I enjoyed meeting and interviewing this smart couple who are raising 10 children in one of Israel's biggest and most modern settlements. Chatting in a café at their mall, they explained how the settlements make perfect sense to them. They acknowledged that the rest of the world may not like it (referring to the "rest of the world" as just another opinion). Describing their community as a "city" rather than a "settlement," they were clearly thankful to have a place to raise their children according to their values in a secure and affordable environment.
I enjoyed a beer and a chat with this resident of a simple and rustic settlement in the Jordan River Valley. He said he was here not as a Zionist staking Jewish claim to a land the Bible promised them, and not because attractive government subsidies made it economical, but because it was quiet and offered his young family a back-to-nature home with wonderful neighbors. "You never see the stars in Tel Aviv like we do here," he told me.

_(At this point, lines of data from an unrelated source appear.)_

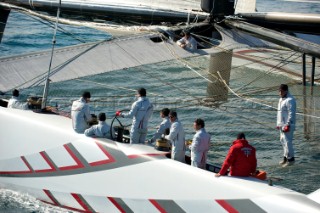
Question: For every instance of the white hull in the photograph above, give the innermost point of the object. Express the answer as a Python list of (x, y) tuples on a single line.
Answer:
[(41, 155)]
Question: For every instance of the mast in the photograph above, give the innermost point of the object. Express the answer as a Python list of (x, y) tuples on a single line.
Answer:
[(46, 86)]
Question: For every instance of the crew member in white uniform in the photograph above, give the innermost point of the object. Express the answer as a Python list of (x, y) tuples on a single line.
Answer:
[(286, 122), (14, 101), (100, 130), (187, 42), (164, 125), (176, 138), (200, 145), (80, 113), (141, 111)]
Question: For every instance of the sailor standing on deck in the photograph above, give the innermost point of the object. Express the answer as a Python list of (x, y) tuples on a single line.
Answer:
[(165, 124), (187, 42), (286, 122), (100, 130), (200, 145), (176, 138), (141, 111), (80, 113), (14, 101)]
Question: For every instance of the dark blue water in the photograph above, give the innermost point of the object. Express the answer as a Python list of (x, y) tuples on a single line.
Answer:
[(25, 34)]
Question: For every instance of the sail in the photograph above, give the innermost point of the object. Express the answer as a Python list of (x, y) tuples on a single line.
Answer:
[(77, 61)]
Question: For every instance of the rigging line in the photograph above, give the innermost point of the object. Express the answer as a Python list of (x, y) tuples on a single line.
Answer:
[(46, 86), (266, 73), (251, 100), (187, 64), (239, 96)]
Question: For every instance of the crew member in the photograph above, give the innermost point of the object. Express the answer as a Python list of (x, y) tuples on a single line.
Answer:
[(80, 113), (187, 42), (164, 125), (241, 159), (14, 101), (100, 130), (200, 145), (141, 111), (176, 138), (286, 122)]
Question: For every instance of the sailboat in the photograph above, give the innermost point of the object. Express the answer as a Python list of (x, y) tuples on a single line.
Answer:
[(48, 160)]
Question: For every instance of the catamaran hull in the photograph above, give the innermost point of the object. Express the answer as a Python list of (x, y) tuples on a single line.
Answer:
[(43, 156)]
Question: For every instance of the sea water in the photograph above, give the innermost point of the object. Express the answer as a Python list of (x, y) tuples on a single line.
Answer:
[(24, 34)]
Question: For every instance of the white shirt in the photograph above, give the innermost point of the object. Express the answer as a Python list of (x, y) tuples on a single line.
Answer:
[(80, 114), (101, 130), (165, 124), (176, 136), (15, 103), (200, 145), (141, 111), (286, 111)]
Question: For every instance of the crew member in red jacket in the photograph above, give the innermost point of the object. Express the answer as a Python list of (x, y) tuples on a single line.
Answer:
[(241, 158)]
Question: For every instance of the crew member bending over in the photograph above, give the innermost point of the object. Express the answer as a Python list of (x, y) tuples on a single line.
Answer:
[(176, 138), (241, 159), (141, 111), (200, 145)]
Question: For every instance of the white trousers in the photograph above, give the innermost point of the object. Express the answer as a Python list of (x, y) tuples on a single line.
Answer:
[(286, 141), (138, 136)]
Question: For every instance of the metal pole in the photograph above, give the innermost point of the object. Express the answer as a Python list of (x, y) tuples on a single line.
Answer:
[(313, 70), (304, 69), (46, 86)]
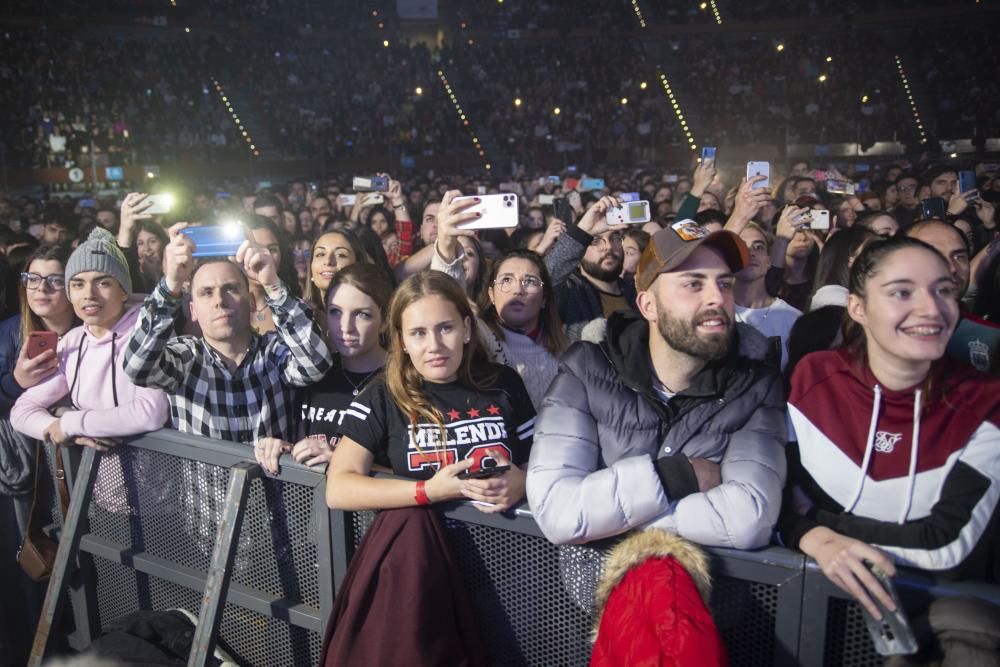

In another settlement, I met a 24-year-old man who just bought his house and was thrilled to invite us in. He and his buddy gave us an interview on their balcony with a vast and unpopulated view. They made the same claim I'd heard from other residents of these settlements: The land was going unused anyway, so why shouldn't industrious Israeli Jews develop it? They can pump in water from desalination plants and build a slick freeway infrastructure to provide a fine place for people to live. When I asked these young men if there's a good and peaceful future in this region, I was struck by how matter-of-factly they said, "Only if the Palestinians move east across the Jordan River and into the country of Jordan."
Spending time in Israeli settlements built in the last decade or so in the West Bank, on Leave It To Beaver streets under the red-tile roofs of cookie-cutter homes, I felt as if I were in California. Gangs of happy-go-lucky children on their bikes were eager to befriend me, and there was a relaxed vibe.
With a Palestinian car, we couldn't drive into this community. Walking to the gate of the settlement with our crew and a big camera, I asked, "Can we enter?" The guard said, "Why not? It's a free country." The guard next to him added, "God bless the American dollar." As we were leaving, he said, "Enjoy your economy." For some reason, I found myself pondering that odd farewell for the rest of the day.
Just like Palestinians have their political art, Israelis do, too. But it's a little prettier. Decorating the parking lot of a settlement shopping mall, this mural shows the father of Zionism, Theodor Herzl (who, in the 19th century, was instrumental in establishing the notion that the Diaspora Jews scattered around the world since A.D. 70 are destined to have a Jewish homeland in the Holy Land with Jerusalem as its capital). The Hebrew here says, essentially, "Let the dream come true."